Le plan pour la santé mentale est réputé « massif », le mot vient masquer le peu de moyens réellement dégagés pour la psychiatrie, qui auraient pu être à la mesure de la dégradation des soins. Plus grave, il masque aussi l’absence de conception générale de la psychiatrie, intriquée qu’elle est avec la « santé mentale », concept indéfinissable si ce n’est en terme de normes. Ceci est repérable dans les rapports successifs demandés par les ministres, jusqu’au dernier en date, le rapport Clery-Melin (1). La réflexion ne devrait pas se limiter aux « psy », car elle concerne des éléments fondamentaux pour toute société : la façon dont elle se comporte avec les fous, les exclus, les non-productifs, et de manière plus générale dont elle traite avec la subversion. Or nous sommes poussés, comme l’ensemble de la société, à concevoir une sorte de renaturalisation du monde, qui obéirait à des lois (la loi du marché n’étant pas la moindre) dont la maîtrise nous échappe, que nous pouvons au mieux observer scientifiquement, au pire subir passivement. Saisis par la quête de consensus immédiat, avant même de pouvoir poser une vraie problématique, nous ne nous questionnons plus.
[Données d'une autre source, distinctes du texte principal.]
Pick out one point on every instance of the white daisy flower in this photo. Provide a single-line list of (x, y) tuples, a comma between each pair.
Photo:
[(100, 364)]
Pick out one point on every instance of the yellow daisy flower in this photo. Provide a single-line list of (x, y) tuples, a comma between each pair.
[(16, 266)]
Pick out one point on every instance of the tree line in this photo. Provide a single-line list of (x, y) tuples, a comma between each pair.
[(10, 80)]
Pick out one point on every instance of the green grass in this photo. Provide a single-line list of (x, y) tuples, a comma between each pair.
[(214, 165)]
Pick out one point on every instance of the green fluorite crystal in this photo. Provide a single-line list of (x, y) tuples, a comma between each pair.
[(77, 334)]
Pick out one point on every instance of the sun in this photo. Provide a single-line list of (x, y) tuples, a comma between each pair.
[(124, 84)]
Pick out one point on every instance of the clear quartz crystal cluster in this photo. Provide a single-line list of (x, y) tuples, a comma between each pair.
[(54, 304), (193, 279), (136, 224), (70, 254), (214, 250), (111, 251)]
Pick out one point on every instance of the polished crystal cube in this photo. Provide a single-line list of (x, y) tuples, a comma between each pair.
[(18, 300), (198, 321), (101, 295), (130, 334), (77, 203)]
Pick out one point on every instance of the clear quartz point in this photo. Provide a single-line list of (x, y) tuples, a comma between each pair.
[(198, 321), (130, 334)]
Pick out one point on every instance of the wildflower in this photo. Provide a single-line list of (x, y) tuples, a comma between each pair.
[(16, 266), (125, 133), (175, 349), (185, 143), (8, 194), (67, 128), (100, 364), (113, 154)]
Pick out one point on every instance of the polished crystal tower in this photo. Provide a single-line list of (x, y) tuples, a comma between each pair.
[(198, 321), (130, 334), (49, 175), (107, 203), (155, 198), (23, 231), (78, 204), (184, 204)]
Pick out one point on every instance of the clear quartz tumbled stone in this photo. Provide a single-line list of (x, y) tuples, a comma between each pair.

Cela va avec une absence totale de mise en perspective historique, et le recours « massif » à des grands fétiches non questionnables, je citerai Science, Qualité, Autorité. Mais comment agir en l’absence de questionnement ?
Les psychiatres ont-ils fait leur travail « social », celui qui consiste aussi à renvoyer à la société ce qu’ils observent ? Les patients, particulièrement ceux qui souffrent de psychose, nous font sentir profondément les absurdités et la violence percutante du monde réel. L’absence de sens qu’ils perçoivent les rend insensés aux yeux de la société. Comme le dit Carlo Ginzburg (2) à propos du procédé littéraire de l’estrangement, nous pouvons avoir grâce à nos patients un regard un peu décentré, qui nous donne « un point de vue pour l’observation de la société d’un œil distant, étonné et critique ». Il ajoute : « l’estrangement me semble susceptible de constituer un antidote efficace à un risque qui nous guette tous : celui de tenir la réalité (nous compris) pour sûre »
Des moyens sont indispensables, mais aussi et surtout des concepts, un échange réellement dialectique avec la société qui permette d’utiliser ces moyens pour soigner. Ceci se joue dans une possibilité de se saisir vraiment des questions que posent les pathologies mentales et leurs soins, de la prévention à l’insertion des patients, dans une société suffisamment tolérante. Or paradoxalement, les rapports entre la psychiatrie et la Science tendent actuellement à fermer plus de portes qu’ils n’en ouvrent.
« Les études ont montré », « les scientifiques disent », les médecins en viennent à se concevoir comme scientifiques, reléguant dans la non-modernité la relation médecin-malade, l’art, la pratique, la clinique ; le ministre de la santé ne nous dit-il pas que la cardiologie est une science dure ! Le directeur de la toute nouvelle Haute Autorité en Santé veut nous imposer comme allant de soi la « médecine basée sur les preuves » (Le Monde du 26 janvier) : « La question est de savoir comment favoriser l'"evidence based medicine" - la médecine fondée sur les preuves - dans la pratique quotidienne ». Celle-ci, partie du Canada, investit en nappe d’huile la médecine, qui tend vers la pure technique. Cela signifie que le moyen d’action n’est plus la relation de soin, mais les protocoles de soins, collusion entre illusion de science et judiciarisation.
Illusion de science, car il s’agit d’une Science conçue comme Autorité, qui ne nécessite ni conscience ni doute. Dans cette démarche, les problématiques sont remplacées par des énumérations, sans aucune dialectique, la conclusion s’imposant d’elle-même par la force de l’affirmation. De cela nous avons eu un exemple récent avec le colloque sur « valeurs humaines et neurosciences » (le Monde du 2 février). Ainsi J. P. Changeux répétant sous diverses formes « Il ne faut pas penser qu'une approche objective via la connaissance scientifique soit antagoniste d'une réflexion sur les valeurs morales et sur ce qui définit le beau. Bien au contraire, je pense que cette approche enrichit cette réflexion. ». Comment cette réflexion est-elle posée ? Dans la même interview : « Les neurosciences vont nous apporter une nouvelle vision, une nouvelle conception, de l'homme et de l'humanité ». Ce qui transparaît c’est l’homme vu comme un cerveau dans une splendide autarcie, les relations, l’intersubjectif ne faisant plus partie de l’objet scientifique. On peut isoler le cerveau, le considérer « à l'échelle cellulaire et moléculaire, au niveau des réseaux de neurones », et l’étudier comme une boite noire, sans bien sûr tenir compte de la relation de l’observateur à l’observé. L’homme machine solitaire, la société somme de machines.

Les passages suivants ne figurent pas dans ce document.